Der Wind pfeift kalt um die kleinen Containerhäuschen, in denen die Beamten
der Türkischen Republik Nordzypern auch an diesem Herbsttag sitzen. Kein
anderer Staat der Welt erkennt die Arbeit dieser Beamten offiziell an -
außer der Türkei. Gerade deshalb nehmen sie sich Zeit, studieren die Pässe,
scannen die Nummern in Computer, tasten die zugehörigen Gesichter mit ihren
Blicken ab. Die Subventionen der Türkei fließen auch in die Gehälter der
Grenzbeamten in ihren Containern. Die Performance am Grenzübergang tröstet
die türkischen Zyprioten ein wenig darüber hinweg. Ein Stempel blau auf
weiß bedeutet etwas: ein kleines Symbol, eine bleibende Spur der Existenz.
Immerhin.
Am Himmel über Nikosia hängen graue Wolken, es ist kalt für die
wärmeverwöhnte Mittelmeerinsel. Seit mehr als 50 Jahren kämpfen die
türkischstämmige Minderheit und die griechischstämmige Mehrheit auf Zypern
um ihr Territorium, um gegenseitige Anerkennung. Seit drei Jahren, noch vor
dem EU-Beitritt der griechischen Republik im Süden, sind wenigstens die
Grenzübergänge in das jeweils andere Gebiet geöffnet. Aus einer mit Waffen
gesicherten Grenze ist eine Schwelle geworden, ein Transitraum, der Europas
politische und wirtschaftliche Union durchlässig macht zu einem ihrer
heikelsten Außengebiete, der Türkei.
Panayi verstaut sein Visum in seiner beigen Umhängetasche und wartet auf
dem kleinen Platz vor dem Grenzübergang auf den Rest der Gruppe, die er an
diesem Nachmittag durch Nikosia führt - durch beide Teile der Stadt: ein
Ingenieur aus dem Süden, der fließend Deutsch spricht, weil er in Frankfurt
gearbeitet hat; zwei Frauen aus dem Norden mit ihren Töchtern; die
Kulturjournalistin Agniezka Zakosi, die für die englischsprachige Zeitung
Cyprus Mail arbeitet und eigentlich aus Polen stammt.
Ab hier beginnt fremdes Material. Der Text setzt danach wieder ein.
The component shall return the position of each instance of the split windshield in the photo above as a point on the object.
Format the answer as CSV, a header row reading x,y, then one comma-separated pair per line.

Wäre nicht auch Brian
Kelly dabei, ein Journalist aus Dublin, der seit fünf Jahren als Sprecher
für die Vereinten Nationen (UN) in Zypern arbeitet, die Mischung der Gruppe
hätte fast den Anschein einer ganz gewöhnlichen europäischen
Kulturtouristengruppe in einer ganz gewöhnlichen Eurometropole. Die
Realität hingegen knallt Stempel auf formlose Visumpapiere.
"Open Studios" heißt die Reihe, die Panayi organisiert, "Offene Ateliers".
Für zwei Wochen im Jahr öffnen Maler, Fotografen und Performancekünstler
interessierten Besuchern aus beiden Teilen der Stadt ihre Arbeitsstätten.
Panayi führt sie auf seinen Touren dorthin. "Wir brauchen Möglichkeiten,
uns kennenzulernen", sagt Panayi, "auch wenn es schwierig ist, die Leute
füreinander zu interessieren." Kennenlernen, interessieren - Panayis
Projekt klingt einfach, zumindest für Europäer, die sich zu den Mitgliedern
der Union zählen dürfen und Grenzen nur mehr als nostalgische Reminiszenz
einer antiquierten Weltaufteilung wahrnehmen. Für die meisten Zyprioten, im
Süden wie im Norden, bedeutet kennenlernen, den Blutsfeinden ihrer Väter
und Mütter auf Augenhöhe zu begegnen. Seit die Grenzen geöffnet sind,
besteht die Chance zur Annäherung. Auch drei Jahre später nutzen sie nur
wenige.
Etwa 20 Menschen sind es an diesem Tag, die der Tour von Panayi folgen
wollen. Nach der Kontrolle am Grenzübergang sammeln sie sich auf dem
kleinen Platz mitten im Niemandsland, an der sogenannten Green Line, die
die beiden Teile der Stadt und der Insel trennt, unter Aufsicht der UN. Ein
neutraler Streifen Land, der inmitten des immer weiter wachsenden,
grenzenlosen Europa seltsam vergangen wirkt. Ein Puffer, der zurzeit jedoch
beständiger scheint als je zuvor. Auch wenn die Republik Zypern nun doch
angekündigt hat, den freien Handel zuzulassen. Immerhin.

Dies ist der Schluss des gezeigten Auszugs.